The asset management industry in Asia has undergone some pretty big changes since AsianInvestor got its start in 2000. Having served as the title's founding editor and, more recently, as editorial director at Haymarket Financial Media, I’ve enjoyed a front-row seat. Yet I feel I have more questions than answers about where the industry is headed.
As my final contribution to AsianInvestor, I have come up with a list of what I consider the top five issues, which will run over the coming days. My first question is:
Can asset managers be ‘too big to fail’?
Last year, the industry won a reprieve when the International Organization of Securities Commissions decided to avoid tagging the biggest players as ‘systematically important’. The question has been deferred, but it hasn’t gone away.

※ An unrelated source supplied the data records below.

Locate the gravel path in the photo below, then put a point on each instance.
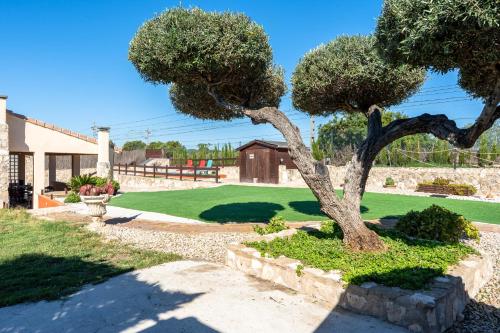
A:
(210, 246)
(482, 314)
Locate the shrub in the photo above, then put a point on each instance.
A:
(77, 182)
(437, 223)
(72, 198)
(276, 224)
(441, 181)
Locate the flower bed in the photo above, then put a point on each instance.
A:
(445, 186)
(439, 278)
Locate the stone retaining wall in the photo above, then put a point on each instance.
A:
(486, 180)
(430, 310)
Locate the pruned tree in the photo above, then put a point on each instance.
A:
(219, 66)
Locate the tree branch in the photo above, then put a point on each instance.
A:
(444, 128)
(315, 174)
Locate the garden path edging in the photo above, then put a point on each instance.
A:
(431, 310)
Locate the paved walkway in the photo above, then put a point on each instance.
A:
(185, 296)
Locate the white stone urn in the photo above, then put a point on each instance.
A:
(97, 206)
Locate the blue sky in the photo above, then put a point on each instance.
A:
(65, 62)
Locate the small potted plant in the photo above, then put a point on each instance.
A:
(389, 183)
(96, 199)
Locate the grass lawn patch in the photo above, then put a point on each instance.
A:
(236, 203)
(408, 264)
(42, 260)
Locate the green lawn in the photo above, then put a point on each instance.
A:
(42, 260)
(233, 203)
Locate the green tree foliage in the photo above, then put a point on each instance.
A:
(444, 35)
(201, 53)
(347, 74)
(133, 145)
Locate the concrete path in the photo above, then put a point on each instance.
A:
(113, 212)
(185, 296)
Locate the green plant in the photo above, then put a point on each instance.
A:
(441, 181)
(389, 181)
(276, 224)
(299, 270)
(407, 263)
(78, 181)
(437, 223)
(72, 198)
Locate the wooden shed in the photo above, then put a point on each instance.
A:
(260, 161)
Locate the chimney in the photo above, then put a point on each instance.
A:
(4, 154)
(103, 164)
(3, 109)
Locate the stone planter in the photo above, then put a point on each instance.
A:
(97, 206)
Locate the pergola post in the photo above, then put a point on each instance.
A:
(4, 154)
(21, 168)
(38, 176)
(75, 165)
(52, 169)
(103, 164)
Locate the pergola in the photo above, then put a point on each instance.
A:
(21, 136)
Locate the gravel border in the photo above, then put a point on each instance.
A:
(210, 246)
(481, 315)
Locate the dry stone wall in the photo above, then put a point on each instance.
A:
(486, 180)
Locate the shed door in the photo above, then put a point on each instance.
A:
(257, 164)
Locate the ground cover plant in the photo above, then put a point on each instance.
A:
(407, 263)
(219, 66)
(43, 260)
(437, 223)
(234, 203)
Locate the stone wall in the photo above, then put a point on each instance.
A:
(486, 180)
(138, 183)
(433, 309)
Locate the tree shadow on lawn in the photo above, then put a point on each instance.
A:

Big asset managers such as BlackRock argue they cannot be compared to ‘systematically important’ banks because they don’t take risk on their balance sheets to the same degree, and because they are not as endangered by the sudden withdrawal of liquidity. Fidelity, among others, argued that efforts to regulate asset managers would only harm investors and markets.
Size alone does not make a bank or other institution ‘systemically important’. To be ‘too big to fail’ requires several conditions.
First, the institution must treat risk as a commodity rather than as something to be methodically mitigated. Are risks being insured against, or are fund houses relying on mathematical equations, such as those underpinning discredited notions such as value-at-risk, to either assume too much risk or to shift risk to unsuspecting counterparties?
Second, the institution must be involved in many complex counterparty relationships. The greater the number of players involved in trading, settlement, cash management and so on, particularly when hedging and derivatives come into play, the more likely a problem with one entity puts others in danger.
Third, is the asset manager taking additional risk in the belief that it is likely to receive government support in the face of a looming collapse? Long-Term Capital Management, a hedge fund, enjoyed such backing in 1998, so it’s not only banks that are guilty of exploiting conditions of moral hazard.
Fourth, how dependent is the asset manager’s trading operations upon liquidity? Liquidity is ample until it isn’t; it is a service available on demand but only if most customers don’t take advantage of it. Lehman Brothers and Bear Stearns failed when they faced relatively modest, short-term breakdowns of liquidity, suggesting these were badly managed businesses rather than victims of temporary cash shortages.
‘Flash crashes’ in both stock and bond markets have revealed how quickly liquidity can disappear. An abundance of liquidity does not reflect anything other than an abundance of trading, but if counterparties stop trading with an asset manager, even for a short period, the pain may be acute. And if such an event happens, would the fallout damage its counterparties?
Finally, temporary shortages are likely to be magnified if the asset manager is using leverage. Leverage is more than borrowing: it is a multiplier, of both returns and of losses. It is often the factor that makes the difference between a crisis of liquidity versus one of solvency.
If these five conditions describe the business of BlackRock and its brethren, then there is a strong case to suggest they are too big to fail, and should be subject to stricter regulation.
In that case, however, the onus would remain on regulators to come up with measures that are appropriate. Asset managers face far fewer conflicts of interest than banks; banks, with their unsavoury blend of broker-dealers and depositor money, have a reliable track record of menacing society. So even if an asset manager is ‘systematically important’, it is important in different ways than banks.